Between 1932 and 1939, the Worcester Art Museum joined a consortium of museums and institutions to sponsor expeditions to the archaeological sites where the city of Antioch once stood. This group of museums, including Princeton University, the Musée du Louvre, the Baltimore Museum of Art, and Harvard University's affiliate, Dumbarton Oaks, discovered hundreds of intricate floor mosaics. The Antioch mosaics, as they are now known, were split up among the institutions The WAM received many mosaics including the Worcester Hunt, which is now installed in the Renaissance Court's floor.

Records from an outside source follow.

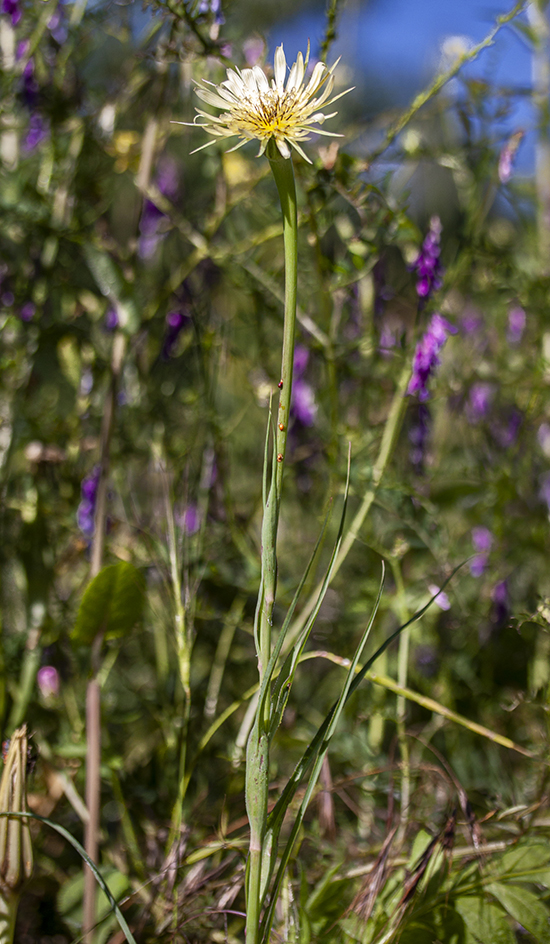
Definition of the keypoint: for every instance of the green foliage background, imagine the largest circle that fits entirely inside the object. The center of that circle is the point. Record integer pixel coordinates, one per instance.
(188, 444)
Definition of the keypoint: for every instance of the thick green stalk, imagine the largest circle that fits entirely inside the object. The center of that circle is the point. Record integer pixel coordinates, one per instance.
(257, 758)
(283, 173)
(15, 839)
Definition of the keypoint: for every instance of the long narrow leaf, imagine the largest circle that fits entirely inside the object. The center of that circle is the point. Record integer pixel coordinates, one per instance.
(84, 855)
(310, 753)
(321, 753)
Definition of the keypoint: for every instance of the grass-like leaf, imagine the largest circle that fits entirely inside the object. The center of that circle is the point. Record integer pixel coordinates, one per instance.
(93, 867)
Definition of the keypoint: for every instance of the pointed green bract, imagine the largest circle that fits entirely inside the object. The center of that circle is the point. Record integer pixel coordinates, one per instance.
(112, 604)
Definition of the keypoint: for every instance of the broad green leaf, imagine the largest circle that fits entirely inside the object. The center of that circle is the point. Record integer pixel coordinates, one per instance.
(485, 921)
(530, 861)
(525, 908)
(112, 603)
(112, 284)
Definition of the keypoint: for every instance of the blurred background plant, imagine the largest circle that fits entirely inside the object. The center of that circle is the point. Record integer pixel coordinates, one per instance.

On May 17, 1972, the museum suffered a major theft of artwork. Two men wearing masks entered the museum just before closing. The two men stole The Brooding Woman and Head of a Woman by Paul Gauguin, Mother and Child by Pablo Picasso, and St. Bartholomew, then attributed to Rembrandt, a collection of works worth over one million dollars. Four individuals were charged with the theft as well as the theft of seven artworks stolen from the Boyden Library at Deerfield Academy.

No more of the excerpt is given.